In [1]:
import pyspark
sc = pyspark.SparkContext(appName="maps_and_lazy_evaluation_example")

In [2]:
log_of_songs = [
    "Despacito",
    "Nice for what",
    "No tears left to cry",
    "Despacito",
    "Havana",
    "In my feelings",
    "Nice for what",
    "despacito",
    "All the stars"
]

SparkContext has a method called ```parallelize``` that takes a Python object and distributes the object across the machines in your cluster, so Spark can use its functional features on the dataset.

In [3]:
distributed_song_log = sc.parallelize(log_of_songs)

Nest, use Spark function ```map``` to apply our lowercase lambda function to each song in our dataset:

In [4]:
distributed_song_log.map(lambda song: song.lower())

PythonRDD[1] at RDD at PythonRDD.scala:53

While these steps may run instantly on a local machine, the Spark commands are actually using lazy evaluation; they haven't really converted the songs to lowercase yet.

Spark is still procrastinating to transform the songs into lowercase, since you might have several other processing steps like removing punctuation. 

Spark wants to wait until the last minute to see if it can streamline its work and combine these into a single stage before getting the actual data. 

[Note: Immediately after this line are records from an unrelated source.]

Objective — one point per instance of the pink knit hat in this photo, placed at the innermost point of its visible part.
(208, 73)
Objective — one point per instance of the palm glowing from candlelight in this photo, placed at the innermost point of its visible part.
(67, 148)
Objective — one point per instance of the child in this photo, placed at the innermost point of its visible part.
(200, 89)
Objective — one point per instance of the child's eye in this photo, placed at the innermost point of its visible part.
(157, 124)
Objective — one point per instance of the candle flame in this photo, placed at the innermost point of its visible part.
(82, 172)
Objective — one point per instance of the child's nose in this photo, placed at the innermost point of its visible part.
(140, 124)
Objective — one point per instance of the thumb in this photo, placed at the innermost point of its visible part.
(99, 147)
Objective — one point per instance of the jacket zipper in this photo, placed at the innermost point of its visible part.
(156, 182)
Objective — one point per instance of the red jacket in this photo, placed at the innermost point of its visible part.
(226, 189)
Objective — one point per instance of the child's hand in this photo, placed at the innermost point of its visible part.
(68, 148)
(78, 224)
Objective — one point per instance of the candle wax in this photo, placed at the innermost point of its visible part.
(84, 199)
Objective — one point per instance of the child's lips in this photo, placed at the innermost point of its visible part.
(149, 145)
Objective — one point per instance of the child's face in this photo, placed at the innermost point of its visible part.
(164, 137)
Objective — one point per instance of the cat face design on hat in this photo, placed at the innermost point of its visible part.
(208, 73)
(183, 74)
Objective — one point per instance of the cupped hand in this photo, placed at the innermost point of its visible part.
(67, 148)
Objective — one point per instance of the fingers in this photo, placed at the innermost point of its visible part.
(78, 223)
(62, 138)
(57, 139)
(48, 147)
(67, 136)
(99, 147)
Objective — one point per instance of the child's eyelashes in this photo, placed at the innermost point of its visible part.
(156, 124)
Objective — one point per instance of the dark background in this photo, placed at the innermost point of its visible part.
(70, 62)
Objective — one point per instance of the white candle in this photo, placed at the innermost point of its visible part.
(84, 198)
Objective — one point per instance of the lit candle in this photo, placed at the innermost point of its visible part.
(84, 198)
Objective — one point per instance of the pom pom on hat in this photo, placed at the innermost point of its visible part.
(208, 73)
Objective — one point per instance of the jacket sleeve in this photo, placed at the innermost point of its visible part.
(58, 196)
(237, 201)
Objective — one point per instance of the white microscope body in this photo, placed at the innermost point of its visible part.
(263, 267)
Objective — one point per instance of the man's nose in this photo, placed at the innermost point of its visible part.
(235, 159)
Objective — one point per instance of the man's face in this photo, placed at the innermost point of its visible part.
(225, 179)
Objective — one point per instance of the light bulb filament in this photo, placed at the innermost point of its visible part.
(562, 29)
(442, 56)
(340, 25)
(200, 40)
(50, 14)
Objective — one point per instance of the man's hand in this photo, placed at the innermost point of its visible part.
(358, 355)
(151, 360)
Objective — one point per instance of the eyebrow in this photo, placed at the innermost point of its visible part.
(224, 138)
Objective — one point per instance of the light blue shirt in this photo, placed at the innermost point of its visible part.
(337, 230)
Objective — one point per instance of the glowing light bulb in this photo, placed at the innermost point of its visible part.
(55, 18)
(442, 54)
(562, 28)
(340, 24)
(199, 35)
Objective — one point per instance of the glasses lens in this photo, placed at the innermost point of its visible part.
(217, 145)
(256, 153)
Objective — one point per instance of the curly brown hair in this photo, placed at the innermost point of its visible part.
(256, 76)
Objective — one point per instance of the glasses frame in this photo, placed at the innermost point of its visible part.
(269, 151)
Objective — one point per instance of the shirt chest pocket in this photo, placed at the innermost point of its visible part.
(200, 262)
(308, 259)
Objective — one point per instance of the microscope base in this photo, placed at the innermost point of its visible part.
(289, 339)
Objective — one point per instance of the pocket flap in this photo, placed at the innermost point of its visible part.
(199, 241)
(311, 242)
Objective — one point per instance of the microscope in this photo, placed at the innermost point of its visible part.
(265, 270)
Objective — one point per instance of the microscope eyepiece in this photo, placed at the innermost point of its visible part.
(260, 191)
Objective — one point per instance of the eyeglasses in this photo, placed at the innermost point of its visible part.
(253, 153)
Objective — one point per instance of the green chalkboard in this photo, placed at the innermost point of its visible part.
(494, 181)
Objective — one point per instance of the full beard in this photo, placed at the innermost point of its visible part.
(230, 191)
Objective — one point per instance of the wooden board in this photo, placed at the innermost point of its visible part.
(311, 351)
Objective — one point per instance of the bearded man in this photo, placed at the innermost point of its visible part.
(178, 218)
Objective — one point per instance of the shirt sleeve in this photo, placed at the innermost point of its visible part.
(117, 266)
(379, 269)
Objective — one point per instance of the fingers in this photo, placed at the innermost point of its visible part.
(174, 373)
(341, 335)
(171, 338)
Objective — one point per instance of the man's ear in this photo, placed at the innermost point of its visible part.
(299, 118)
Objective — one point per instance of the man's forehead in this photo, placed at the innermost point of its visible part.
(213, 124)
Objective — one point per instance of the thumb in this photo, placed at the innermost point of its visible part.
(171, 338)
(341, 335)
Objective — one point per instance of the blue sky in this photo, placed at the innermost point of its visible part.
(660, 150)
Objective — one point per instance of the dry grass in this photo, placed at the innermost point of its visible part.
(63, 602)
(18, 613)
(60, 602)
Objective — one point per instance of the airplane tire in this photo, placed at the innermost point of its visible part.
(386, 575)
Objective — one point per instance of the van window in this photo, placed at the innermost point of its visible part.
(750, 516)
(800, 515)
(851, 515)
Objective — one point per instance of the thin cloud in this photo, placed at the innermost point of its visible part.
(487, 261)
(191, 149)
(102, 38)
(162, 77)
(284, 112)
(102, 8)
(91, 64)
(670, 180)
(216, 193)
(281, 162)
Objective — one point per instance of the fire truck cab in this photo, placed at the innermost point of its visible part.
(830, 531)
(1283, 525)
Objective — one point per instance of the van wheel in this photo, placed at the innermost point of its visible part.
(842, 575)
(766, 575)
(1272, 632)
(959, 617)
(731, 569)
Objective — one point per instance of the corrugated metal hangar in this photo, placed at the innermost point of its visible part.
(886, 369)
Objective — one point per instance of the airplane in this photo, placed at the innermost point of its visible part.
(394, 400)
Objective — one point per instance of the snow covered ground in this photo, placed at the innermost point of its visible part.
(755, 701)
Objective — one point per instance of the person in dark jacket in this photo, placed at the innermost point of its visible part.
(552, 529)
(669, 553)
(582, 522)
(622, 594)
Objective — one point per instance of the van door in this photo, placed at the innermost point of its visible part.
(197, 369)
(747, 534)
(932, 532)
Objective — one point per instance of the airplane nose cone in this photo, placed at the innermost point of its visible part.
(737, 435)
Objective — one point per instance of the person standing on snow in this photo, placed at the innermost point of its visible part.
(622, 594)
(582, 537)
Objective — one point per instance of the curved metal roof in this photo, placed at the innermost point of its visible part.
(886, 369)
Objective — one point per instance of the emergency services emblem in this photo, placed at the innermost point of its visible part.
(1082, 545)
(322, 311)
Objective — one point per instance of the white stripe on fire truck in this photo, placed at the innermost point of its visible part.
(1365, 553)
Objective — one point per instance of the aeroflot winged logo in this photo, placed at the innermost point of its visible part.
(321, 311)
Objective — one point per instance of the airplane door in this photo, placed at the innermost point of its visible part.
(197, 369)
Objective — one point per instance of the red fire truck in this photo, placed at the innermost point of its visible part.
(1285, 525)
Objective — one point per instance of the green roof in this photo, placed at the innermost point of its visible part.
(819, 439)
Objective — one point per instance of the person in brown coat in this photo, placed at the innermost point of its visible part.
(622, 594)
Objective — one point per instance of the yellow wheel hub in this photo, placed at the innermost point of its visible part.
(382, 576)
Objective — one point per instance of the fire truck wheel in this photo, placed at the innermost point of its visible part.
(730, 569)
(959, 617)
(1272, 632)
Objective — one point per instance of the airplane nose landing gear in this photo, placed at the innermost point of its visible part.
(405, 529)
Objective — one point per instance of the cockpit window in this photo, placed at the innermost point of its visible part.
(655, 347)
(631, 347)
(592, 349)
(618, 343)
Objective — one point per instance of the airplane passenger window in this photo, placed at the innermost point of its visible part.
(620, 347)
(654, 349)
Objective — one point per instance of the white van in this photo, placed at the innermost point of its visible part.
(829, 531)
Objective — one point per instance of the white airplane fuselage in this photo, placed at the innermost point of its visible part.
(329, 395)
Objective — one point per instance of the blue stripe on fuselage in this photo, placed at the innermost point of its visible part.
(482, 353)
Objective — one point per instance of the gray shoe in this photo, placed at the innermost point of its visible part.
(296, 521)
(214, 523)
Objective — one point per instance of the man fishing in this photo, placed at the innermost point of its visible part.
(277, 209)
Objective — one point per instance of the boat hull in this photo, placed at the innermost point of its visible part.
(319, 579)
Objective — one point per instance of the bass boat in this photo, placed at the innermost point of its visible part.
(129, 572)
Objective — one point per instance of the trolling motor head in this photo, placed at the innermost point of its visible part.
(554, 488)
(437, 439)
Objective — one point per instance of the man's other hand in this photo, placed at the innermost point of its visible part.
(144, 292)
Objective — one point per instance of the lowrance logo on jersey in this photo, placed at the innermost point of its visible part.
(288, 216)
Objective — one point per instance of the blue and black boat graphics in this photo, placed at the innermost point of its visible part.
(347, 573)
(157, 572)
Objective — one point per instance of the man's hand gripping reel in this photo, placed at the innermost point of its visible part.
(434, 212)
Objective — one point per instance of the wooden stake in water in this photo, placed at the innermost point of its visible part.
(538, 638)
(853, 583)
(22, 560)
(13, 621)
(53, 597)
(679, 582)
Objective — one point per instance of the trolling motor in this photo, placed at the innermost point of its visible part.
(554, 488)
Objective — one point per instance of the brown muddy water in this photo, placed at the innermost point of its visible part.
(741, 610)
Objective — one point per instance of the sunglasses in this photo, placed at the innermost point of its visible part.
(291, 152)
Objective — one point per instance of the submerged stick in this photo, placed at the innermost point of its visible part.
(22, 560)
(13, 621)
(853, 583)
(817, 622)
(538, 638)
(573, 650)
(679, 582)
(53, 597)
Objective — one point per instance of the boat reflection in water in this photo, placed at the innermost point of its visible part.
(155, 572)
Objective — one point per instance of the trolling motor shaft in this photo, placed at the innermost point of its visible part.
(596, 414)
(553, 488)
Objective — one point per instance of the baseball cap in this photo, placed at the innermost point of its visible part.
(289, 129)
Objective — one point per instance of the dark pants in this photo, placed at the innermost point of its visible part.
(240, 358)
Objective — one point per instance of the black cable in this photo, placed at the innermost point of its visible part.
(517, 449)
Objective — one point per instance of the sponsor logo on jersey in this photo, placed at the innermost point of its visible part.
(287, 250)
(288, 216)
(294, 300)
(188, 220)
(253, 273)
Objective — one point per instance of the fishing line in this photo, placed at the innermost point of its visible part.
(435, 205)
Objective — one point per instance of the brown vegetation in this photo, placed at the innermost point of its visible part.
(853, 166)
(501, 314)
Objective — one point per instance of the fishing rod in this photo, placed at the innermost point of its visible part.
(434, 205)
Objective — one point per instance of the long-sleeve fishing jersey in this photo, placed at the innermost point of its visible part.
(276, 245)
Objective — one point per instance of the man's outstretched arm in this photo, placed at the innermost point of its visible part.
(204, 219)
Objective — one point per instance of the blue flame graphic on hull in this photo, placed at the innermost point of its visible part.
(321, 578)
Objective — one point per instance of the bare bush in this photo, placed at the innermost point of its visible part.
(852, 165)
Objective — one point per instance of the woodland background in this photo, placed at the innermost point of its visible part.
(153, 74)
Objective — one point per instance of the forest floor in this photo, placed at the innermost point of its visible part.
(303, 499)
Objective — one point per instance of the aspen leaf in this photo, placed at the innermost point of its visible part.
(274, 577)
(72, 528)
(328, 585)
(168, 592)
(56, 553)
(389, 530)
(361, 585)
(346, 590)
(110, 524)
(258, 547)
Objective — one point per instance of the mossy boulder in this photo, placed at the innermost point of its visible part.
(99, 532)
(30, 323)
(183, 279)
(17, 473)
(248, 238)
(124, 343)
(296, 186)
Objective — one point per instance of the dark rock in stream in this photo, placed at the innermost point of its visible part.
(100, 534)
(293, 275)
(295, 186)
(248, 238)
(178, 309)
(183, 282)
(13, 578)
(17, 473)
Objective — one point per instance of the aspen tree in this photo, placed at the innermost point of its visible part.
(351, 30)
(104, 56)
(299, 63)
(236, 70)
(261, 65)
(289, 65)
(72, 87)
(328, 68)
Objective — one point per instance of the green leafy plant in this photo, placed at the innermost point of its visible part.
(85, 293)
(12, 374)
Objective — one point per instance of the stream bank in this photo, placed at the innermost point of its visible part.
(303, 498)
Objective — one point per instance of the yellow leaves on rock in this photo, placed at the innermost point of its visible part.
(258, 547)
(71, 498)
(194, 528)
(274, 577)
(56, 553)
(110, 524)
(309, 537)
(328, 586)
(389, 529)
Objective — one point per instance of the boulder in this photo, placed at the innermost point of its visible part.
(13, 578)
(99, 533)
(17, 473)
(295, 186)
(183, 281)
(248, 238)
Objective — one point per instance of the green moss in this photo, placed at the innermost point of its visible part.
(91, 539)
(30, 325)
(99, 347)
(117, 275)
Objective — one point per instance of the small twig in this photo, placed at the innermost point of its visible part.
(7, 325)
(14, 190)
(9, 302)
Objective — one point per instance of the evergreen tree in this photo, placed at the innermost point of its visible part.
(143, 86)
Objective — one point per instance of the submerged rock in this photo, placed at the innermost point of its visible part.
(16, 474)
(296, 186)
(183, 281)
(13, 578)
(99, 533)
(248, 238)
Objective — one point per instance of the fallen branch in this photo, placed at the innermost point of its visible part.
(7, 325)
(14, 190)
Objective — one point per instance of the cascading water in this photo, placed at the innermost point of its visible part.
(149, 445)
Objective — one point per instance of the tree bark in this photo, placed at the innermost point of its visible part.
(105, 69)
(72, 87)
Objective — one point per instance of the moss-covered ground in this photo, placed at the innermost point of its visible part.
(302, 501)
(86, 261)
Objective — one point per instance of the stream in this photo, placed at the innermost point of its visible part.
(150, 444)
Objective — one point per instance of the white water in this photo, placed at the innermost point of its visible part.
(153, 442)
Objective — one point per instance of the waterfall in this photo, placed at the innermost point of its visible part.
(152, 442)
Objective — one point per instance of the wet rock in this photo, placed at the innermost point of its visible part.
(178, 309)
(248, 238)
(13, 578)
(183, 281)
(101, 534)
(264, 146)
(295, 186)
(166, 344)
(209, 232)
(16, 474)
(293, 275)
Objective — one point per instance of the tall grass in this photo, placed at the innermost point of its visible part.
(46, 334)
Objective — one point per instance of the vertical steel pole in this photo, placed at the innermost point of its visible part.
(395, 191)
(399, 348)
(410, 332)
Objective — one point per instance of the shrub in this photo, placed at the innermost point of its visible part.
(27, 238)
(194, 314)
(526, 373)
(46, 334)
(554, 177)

If we want to force Spark to take some action on the data, we can use the ```collect``` function, which gathers the results from all the machines in our cluster back to the machine running this jupyter notebook. 

In [5]:
distributed_song_log.map(lambda song: song.lower()).collect()

['despacito',
 'nice for what',
 'no tears left to cry',
 'despacito',
 'havana',
 'in my feelings',
 'nice for what',
 'despacito',
 'all the stars']

In [6]:
distributed_song_log.collect()

['Despacito',
 'Nice for what',
 'No tears left to cry',
 'Despacito',
 'Havana',
 'In my feelings',
 'Nice for what',
 'despacito',
 'All the stars']

As we can see, the original dataset didn't change, as Spark makes a copy of its input data.